A Sainte-Hélène, bien que s'entretenant continuellement de lui-même, et passant souvent en revue la carrière de ses crimes, on ne s'aperçoit pas qu'un simple signe de repentir lui échappe. Il parle de sa vie avec autant de calme que si elle avait été consacrée au devoir et à la bienfaisance, tandis que dans le même instant il a l'audace de reprocher impitoyablement leur manque de foi à presque tous les individus et à presque toutes les nations, avec lesquels il s'était trouvé en relation. Nous doutons que l'histoire fournisse un exemple aussi frappant de l'aveuglement moral et de l'endurcissement, auquel un égoïsme sans bornes nous expose et nous abandonne.

Son esprit d'exagération personnelle se manifeste encore parla manière franche avec laquelle il accueillait l'adulation. La politique à la vérité devait le porter à attribuer les louanges qu'on lui adressait à la bouche d'esclaves vénaux, instruments de son despotisme, Mais la flatterie ne se serait pas permis de tomber dans des exagérations, tantôt révoltantes, tantòt burlesques, tantôt impies, si dans la poitrine du maître n'eût résidé un flatteur qui fit résonner une note adulatrice plus vibrante que toutes celles qu'il entendait autour de lui. Il était sensible à l'opinion d'une façon remarquable et ressentait comme une injustice la suppression des éloges de sa personne. La presse de tous les pays était surveillée et les états libres étaient sommés de la refréner, si elle osait se permettre quelques libertés à son endroit. Mème dans les livres publiés en France sur des matières de toute nature, il exigeait qu'on s'inclinât devant son autorité. Des œuvres de talent furent supprimées, parce queleurs auteurs avaient refusé de brûler de l'encens en l'honneur de la nouvelle idole. Il avait résolu en effet de faire déteindre son nom sur les lettres, aussi bien que sur la législation, la politique, et l'art militaire de son temps, et de contraindre le génie, dont les pages survivent aux statues, aux colonnes et aux empires, à se ranger au nombre de ses tributaires.

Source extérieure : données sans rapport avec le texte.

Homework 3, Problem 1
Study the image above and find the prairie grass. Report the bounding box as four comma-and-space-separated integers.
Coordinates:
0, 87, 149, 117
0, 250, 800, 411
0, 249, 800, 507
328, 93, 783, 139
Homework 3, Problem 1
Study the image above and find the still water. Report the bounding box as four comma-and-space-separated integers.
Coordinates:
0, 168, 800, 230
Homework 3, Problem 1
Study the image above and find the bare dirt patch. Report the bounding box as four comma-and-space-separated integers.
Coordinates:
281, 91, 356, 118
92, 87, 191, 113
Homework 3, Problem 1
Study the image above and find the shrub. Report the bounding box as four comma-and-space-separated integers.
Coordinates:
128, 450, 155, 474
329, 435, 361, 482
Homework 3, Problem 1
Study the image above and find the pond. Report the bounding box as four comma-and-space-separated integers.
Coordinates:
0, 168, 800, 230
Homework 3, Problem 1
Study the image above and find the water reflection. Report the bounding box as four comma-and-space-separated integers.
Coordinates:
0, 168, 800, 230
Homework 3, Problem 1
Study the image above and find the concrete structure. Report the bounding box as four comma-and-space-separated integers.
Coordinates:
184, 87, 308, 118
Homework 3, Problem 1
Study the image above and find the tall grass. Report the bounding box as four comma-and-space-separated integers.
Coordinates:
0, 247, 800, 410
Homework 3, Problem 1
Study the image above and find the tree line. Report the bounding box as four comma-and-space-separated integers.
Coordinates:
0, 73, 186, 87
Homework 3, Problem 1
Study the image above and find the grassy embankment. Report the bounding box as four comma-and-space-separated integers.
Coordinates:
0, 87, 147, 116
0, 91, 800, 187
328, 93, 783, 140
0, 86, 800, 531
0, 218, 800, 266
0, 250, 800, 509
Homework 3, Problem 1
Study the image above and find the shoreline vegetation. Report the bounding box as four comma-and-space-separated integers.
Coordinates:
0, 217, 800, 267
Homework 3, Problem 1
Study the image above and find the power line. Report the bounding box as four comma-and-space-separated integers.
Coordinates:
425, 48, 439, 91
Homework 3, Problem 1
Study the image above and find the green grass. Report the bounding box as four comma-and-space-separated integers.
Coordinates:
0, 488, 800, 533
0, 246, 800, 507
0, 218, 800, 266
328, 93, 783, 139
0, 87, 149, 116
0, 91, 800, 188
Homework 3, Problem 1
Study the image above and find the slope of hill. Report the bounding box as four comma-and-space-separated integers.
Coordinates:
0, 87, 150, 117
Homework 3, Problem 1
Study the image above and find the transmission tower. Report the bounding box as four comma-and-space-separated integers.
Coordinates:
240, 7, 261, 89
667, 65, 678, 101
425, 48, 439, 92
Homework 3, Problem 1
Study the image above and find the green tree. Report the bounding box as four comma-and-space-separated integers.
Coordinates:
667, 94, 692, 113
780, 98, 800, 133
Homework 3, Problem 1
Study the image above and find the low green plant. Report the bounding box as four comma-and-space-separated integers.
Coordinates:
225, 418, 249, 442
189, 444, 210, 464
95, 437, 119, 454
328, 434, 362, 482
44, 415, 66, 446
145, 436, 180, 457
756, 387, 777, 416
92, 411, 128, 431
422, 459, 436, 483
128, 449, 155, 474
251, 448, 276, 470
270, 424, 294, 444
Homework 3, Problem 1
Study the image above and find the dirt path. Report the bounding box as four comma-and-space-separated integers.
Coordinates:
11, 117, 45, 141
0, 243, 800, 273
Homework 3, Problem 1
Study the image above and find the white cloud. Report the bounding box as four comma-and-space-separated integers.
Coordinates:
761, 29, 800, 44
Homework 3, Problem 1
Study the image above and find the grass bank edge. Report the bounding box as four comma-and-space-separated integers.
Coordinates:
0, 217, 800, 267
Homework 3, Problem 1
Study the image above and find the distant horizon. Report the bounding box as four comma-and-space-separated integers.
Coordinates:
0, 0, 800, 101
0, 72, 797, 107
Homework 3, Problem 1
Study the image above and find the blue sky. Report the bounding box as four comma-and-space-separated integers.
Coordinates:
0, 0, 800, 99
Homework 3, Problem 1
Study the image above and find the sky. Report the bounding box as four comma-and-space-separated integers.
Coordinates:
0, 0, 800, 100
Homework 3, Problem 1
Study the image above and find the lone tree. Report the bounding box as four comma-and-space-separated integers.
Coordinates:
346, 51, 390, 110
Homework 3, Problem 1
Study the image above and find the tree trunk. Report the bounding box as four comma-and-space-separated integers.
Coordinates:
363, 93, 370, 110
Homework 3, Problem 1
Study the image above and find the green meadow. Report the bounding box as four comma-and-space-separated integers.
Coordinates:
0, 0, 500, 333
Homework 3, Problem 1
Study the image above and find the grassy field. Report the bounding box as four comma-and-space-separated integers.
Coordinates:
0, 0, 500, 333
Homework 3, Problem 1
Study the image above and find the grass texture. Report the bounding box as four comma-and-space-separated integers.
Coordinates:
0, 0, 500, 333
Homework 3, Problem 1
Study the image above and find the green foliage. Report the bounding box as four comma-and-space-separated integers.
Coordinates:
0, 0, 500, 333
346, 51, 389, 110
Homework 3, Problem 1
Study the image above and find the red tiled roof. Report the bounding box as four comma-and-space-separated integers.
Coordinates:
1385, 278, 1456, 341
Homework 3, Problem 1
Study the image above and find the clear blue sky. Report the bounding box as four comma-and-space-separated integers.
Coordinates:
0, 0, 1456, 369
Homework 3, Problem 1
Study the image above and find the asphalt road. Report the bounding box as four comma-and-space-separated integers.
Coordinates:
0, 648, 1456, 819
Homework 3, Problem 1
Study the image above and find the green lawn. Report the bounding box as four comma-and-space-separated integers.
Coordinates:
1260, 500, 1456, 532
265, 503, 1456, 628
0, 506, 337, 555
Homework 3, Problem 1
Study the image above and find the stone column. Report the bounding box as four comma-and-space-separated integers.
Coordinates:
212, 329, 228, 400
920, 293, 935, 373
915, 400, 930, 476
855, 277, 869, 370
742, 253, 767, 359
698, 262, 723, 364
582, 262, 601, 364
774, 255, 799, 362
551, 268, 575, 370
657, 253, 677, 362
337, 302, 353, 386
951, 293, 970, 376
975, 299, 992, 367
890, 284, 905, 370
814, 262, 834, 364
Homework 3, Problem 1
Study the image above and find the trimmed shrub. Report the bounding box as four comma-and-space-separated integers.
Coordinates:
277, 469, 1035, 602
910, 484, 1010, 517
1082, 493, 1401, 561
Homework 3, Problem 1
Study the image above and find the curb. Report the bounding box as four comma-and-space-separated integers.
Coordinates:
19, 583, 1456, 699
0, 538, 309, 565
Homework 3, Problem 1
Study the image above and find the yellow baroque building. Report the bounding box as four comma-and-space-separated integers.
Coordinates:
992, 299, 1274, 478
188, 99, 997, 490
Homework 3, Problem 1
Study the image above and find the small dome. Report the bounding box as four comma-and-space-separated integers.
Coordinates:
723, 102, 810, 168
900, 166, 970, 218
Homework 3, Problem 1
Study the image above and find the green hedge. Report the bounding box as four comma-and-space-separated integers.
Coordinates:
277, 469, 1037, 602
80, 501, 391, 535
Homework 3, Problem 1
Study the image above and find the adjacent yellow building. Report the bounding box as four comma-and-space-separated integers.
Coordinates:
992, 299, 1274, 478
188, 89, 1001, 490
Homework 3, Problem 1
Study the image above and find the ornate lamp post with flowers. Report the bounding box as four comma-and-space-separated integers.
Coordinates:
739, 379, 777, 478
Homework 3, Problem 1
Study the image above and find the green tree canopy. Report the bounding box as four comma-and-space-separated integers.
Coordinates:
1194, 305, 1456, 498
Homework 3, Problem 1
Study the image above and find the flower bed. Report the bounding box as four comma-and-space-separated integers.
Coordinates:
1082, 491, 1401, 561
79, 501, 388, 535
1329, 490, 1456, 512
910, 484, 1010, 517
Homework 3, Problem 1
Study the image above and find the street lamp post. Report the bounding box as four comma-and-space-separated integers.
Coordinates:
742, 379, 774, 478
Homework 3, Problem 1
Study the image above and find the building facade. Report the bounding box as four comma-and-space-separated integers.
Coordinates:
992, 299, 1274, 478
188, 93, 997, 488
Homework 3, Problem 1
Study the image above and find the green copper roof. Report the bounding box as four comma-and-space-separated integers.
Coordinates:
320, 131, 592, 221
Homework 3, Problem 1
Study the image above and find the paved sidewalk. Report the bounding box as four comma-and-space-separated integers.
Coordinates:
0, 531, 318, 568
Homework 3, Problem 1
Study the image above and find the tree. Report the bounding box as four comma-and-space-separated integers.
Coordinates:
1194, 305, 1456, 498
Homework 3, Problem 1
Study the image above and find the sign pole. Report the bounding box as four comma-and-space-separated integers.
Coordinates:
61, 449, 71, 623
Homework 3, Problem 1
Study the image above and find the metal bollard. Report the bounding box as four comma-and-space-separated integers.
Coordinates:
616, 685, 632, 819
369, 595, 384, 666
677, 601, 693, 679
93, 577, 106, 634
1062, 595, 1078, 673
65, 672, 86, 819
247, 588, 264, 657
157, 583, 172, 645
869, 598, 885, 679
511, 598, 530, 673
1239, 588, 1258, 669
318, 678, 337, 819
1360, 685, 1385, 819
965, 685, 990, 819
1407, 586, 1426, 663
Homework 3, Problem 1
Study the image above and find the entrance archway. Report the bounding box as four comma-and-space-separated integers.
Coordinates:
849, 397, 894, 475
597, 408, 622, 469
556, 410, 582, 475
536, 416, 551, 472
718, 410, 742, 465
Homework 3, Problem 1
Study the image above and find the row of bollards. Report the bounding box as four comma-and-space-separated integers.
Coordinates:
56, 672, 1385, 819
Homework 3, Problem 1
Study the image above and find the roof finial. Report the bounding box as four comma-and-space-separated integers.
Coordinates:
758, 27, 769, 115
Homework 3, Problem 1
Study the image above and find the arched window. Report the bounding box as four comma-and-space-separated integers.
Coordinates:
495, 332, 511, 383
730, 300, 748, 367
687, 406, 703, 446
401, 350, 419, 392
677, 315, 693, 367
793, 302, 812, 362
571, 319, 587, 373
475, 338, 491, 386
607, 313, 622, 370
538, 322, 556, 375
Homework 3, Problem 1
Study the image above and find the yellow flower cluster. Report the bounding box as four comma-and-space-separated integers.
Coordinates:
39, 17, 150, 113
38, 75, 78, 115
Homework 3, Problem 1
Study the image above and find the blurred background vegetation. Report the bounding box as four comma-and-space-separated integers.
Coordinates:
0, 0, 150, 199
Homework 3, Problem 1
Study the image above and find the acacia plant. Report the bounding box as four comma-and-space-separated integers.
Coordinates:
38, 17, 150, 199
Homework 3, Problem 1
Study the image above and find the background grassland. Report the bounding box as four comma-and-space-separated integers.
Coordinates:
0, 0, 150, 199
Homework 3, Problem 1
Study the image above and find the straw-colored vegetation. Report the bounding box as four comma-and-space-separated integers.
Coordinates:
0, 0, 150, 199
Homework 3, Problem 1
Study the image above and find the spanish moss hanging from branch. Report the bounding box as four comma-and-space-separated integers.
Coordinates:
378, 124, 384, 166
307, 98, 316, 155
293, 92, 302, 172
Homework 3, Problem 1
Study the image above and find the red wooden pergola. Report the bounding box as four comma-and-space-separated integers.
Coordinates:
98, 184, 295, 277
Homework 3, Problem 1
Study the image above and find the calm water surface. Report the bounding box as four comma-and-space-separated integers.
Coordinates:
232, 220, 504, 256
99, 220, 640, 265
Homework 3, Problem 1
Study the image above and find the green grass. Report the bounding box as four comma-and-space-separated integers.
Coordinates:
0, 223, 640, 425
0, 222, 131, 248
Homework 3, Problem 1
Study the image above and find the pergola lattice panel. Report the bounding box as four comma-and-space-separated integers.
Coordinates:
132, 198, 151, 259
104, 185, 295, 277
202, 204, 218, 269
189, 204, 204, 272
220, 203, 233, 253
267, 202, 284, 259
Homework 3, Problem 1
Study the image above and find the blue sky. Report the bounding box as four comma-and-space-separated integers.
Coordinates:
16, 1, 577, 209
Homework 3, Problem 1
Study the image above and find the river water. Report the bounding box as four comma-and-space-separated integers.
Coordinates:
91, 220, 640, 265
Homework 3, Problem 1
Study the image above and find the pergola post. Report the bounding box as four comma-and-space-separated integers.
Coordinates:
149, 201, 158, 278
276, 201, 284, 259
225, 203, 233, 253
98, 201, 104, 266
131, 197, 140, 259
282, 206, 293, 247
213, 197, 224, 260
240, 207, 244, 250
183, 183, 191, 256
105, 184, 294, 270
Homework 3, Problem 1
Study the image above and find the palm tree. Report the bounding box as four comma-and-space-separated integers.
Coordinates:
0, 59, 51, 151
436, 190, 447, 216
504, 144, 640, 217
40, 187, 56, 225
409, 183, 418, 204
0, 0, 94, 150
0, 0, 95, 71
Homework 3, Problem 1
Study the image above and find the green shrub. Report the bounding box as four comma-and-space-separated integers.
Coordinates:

Nous terminerons notre coup d'œil sur le caractère de Bonaparte, en disant que ses inclinations primitives, débarrassées de toute entrave, et caressées par l'indulgence, à un degré rarement accordé aux mortels, se transformèrent en grandissant dans l'esprit de despotisme le plus farouche et le plus absolu qui ait jamais envahi le cœur humain. L'amour du pouvoir et de la suprématie l'absorba et le consuma tout entier. Aucune autre passion, aucune affection domestique, aucune amitié particulière, aucun amour du plaisir, aucun goût pour les lettres ou les arts, aucune sympathie humaine, aucune faiblesse humaine, ne put disputer son âme à la passion de la domination et au désir de manifester sa puissance avec éclat. Là devant, devoir, honneur, amour, humanité, tombaient comme frappés de prostration. Joséphine, à ce qu'on raconte, lui fut chère; et cependant la femme dévouée, qui était restée ferme et fidèle à ses côtés aux jours d'incertitude de sa fortune, fut rebutée par lui dans sa prospérité, pour faire place à une étrangère, plus propre à seconder l'accroissement de sa puissance. Il fut plein d'attachement, a-t-on dit, pour ses frères et sa mère; et cependant ses frères, du moment qu'ils cessèrent d'être ses instruments, tombèrent en disgrace; et quant à sa mère, on a prétendu qu'il ne lui était pas même permis de s'asseoir en présence de la personne impériale de son fils (1). Parfois, a-t-on encore prétendu, il sentit son cœur s'amollir à la vue du champ de bataille jonché de morts et de blessés. Mais si le Moloch de son ambition réclamait le lendemain de nouveaux amas de cadavres, jamais il ne les lui refusait. Avec toute sa sensibilité il livra des millions d'hommes au glaive, avec aussi peu de remords que s'il avait écrasé autant d'insectes entravant sa route. Devant lui toute volonté, tout désir, tout pouvoir humain devait plier. Sa supériorité, personne ne pouvait la mettre en question. Il insultait les vaincus, qui avaient commis la faute de s'opposer à sa marche; et ni la faiblesse de la femme, ni la dignité de la reine ne purent servir de refuge contre ses outrages. Ses alliés étaient ses vassaux, et leur vasselage n'était guère dissimulé. Trop altier pour employer les moyens de conciliation,

(1) V. America p. 57. Nous ne citerions pas ce trait tout à fait défavorable du caractère domestique de Napoléon, si nous n'avions à invoquer une autorité non suspecte à nos yeux.